Saturday, February 17, 2024

Baby Bruce

Bruce Cheney, Jr.
Born: July 26, 1947
Died: October 14, 1947
Relation to author: Uncle

Bruce Cheney, Jr., was the first born child of Bruce Judson Cheney and Elizabeth Charlotte Paulus (married name Cheney). Very sadly, Bruce Cheney, Jr. died less than three months after he was born. The diagnosis was congenital heart disease, but more commonly he was what they called a "blue baby".

The term comes from the blue color of the baby's lips (also called cyanosis of the lips), a sign that the baby's body is not getting enough oxygen through the blood. 

We actually have a copy of the autopsy report, so with a little help from a friend (the explanation and diagram are confusing) we can learn about what was happening anatomically. I shared the autopsy (you can see it here and here) with my friend's father who is a pediatric cardiologist (special thank you to him!). He said that Baby Bruce had Total Anomalous Pulmonary Venous Return (TAPVR). 

For Baby Bruce, the pulmonary veins that should move the oxygenated blood from the lungs to the left atrium (which then would send the blood to the left ventricle and then to the aorta and out to the body) went instead to another vein up toward the upper chest and back to the right atrium, which takes deoxygenated blood from the body and sends it to the right ventricle and then to the lungs, via the pulmonary artery, to add oxygen. In other words, oxygenated blood from his lungs was not getting distributed to his body and was instead mixing with deoxygenated blood right at the heart in a continuous circle. You can see in the image below a normal heart on the right and TAPVR on the left. 


The autopsy also describes that the right atrium and ventricle were hypertrophied (enlarged) because they were receiving both deoxygenated blood from the body and oxygenated blood from the lungs. Meanwhile the left atrium and ventricles were thin-walled, almost paper thin because they received almost no blood. This is a common symptom of the venous circle. 

This condition happens, as best as I can understand and simplify it, because as the fetus develops, the pulmonary venous plexus - the precursor to the pulmonary veins - fails to link to the left atrium and instead retains connections to the primitive (early development) drainage systems and thereby retains a connection the right atrium.

Congenital heart problems for infants are no longer as fatal as they once were. Both early diagnosis (thanks to sonograms) and surgery are possible. In fact, my wife had a special sonogram to check our first baby's heart; during our 20 week anatomy scan, the doctors couldn't get a good view of the heart so they sent her for a special scan. The scan turned out fine, but I couldn't help think about how things would have been different if Bruce and Elizabeth had the technology we have access to today.

Surgery is the recommended solution for babies with this condition. You can see the full details I have here or a user-friendly guide here. They make an incision in the middle of the chest and separate the breastbone to reach the heart. Then they use "cardiopulmonary bypass with circulatory arrest" where the child is attached a heart-lung machine which acts as the child's heart and lungs and then they create a normal pulmonary venous pathway by connecting the pulmonary veins and the left atrium. The vertical vein, which is now unnecessary is usually ligated (tied-off). Basically, they create the connection between pulmonary veins and the left atrium that should exist. 
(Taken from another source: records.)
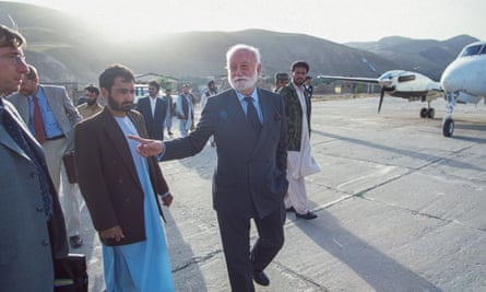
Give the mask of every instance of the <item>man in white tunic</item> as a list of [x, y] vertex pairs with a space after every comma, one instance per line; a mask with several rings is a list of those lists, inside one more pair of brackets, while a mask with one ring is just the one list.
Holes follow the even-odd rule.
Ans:
[[310, 97], [304, 87], [309, 65], [295, 61], [291, 67], [292, 81], [280, 92], [287, 116], [287, 179], [285, 208], [300, 219], [317, 215], [308, 209], [305, 177], [320, 171], [310, 149]]

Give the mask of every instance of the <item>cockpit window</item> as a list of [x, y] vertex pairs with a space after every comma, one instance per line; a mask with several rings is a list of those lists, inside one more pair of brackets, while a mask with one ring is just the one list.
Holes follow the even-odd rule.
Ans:
[[402, 75], [399, 77], [399, 82], [407, 82], [407, 81], [412, 81], [415, 80], [415, 75]]
[[462, 51], [461, 57], [478, 55], [481, 49], [482, 49], [482, 47], [483, 47], [483, 45], [476, 45], [476, 46], [466, 47]]

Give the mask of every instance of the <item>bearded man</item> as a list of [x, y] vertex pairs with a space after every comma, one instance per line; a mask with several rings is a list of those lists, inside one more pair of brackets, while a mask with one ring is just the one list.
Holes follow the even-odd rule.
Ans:
[[[188, 137], [168, 142], [131, 137], [139, 153], [177, 160], [199, 153], [211, 136], [217, 144], [213, 208], [233, 291], [269, 285], [263, 270], [284, 244], [284, 195], [287, 191], [287, 129], [282, 98], [256, 87], [260, 52], [235, 45], [226, 54], [232, 89], [208, 100]], [[163, 153], [163, 154], [161, 154]], [[250, 248], [251, 219], [259, 238]]]

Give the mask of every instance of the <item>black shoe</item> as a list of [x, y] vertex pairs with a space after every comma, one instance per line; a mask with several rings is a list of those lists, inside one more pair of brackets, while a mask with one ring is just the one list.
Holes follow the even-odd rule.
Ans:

According to what I've read, the advent of surgery over the past 50 years or so means that most patients with this condition will survive. Early mortality - death within 30 days of surgical correction - is less than 10 percent, and late mortality - death 30 days after surgery - is about 5 percent. Long-term survival to adolescence is about 85 percent.

However, there are some lasting effects. Although the research is somewhat limited, one case series reported a poorer perception of health and school performance in survivors of TAPVC correction. And several case series noted an increased risk of arrhythmias, especially sinus node dysfunction, which, "may be due to disruption of the conduction system by the atrial incision used to repair TAPVC."

It begs the question though when this became treatable. Baby Bruce was born and died in 1947. Pediatric cardiology as a specialty was developing in the early 1950s. The first pediatric cardiac surgery was done in 1944 at Johns Hopkins, but surgeries that followed in the 1950s and 1960s were often unsuccessful. The development of "cardiopulmonary bypass in the mid 1950s and deep hypothermia with circulatory arrest in the early 1970s" allowed for pediatric cardiac surgery to advance. By the 1990s mortality had declined dramatically.  In other words, it would be a few decades before babies like Bruce, Jr., could be saved.